111 minutes: MPAA rating: PG-13

Like its title, “The Courier” is an unprepossessing Cold War thriller that, despite an OK turn from leading man Benedict Cumberbatch and a based-on-fact birthright, never works up a full head of steam.

In the early 1960s British businessman Greville Wynne (Cumberbatch) was recruited by his country’s spymasters. An independent salesman who represented dozens of Western manufacturers, Wynne was encouraged by the M-16 spooks to expand his operation to the growing Soviet market.

Mostly he was to carry on business as usual. But from time to time he would be asked to bring pilfered Soviet secrets back to London.

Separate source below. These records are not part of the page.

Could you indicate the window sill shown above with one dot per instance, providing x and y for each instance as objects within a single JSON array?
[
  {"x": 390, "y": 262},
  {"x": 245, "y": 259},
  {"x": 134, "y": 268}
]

Initially Wynne rejects the idea.  He’s not a spy, after all.

Noting Wynne’s unremarkable military record and his gone-to-flab physique, his handler reassures him: “If this mission were really dangerous you’re the last man we’d send.”

Wynn’s contact in Moscow is Oleg Penkovsky (Merab Ninidze), a WWII hero now working for the KGB, though his “official” title is that of trade specialist.  Penkovsky is the film’s most interesting character, a guy so traumatized by Krushchev’s podium pounding and the growing Cuban Missile Crisis that he’s willing to turn his country’s secrets over to the West in the hope of avoiding all-out nuclear war.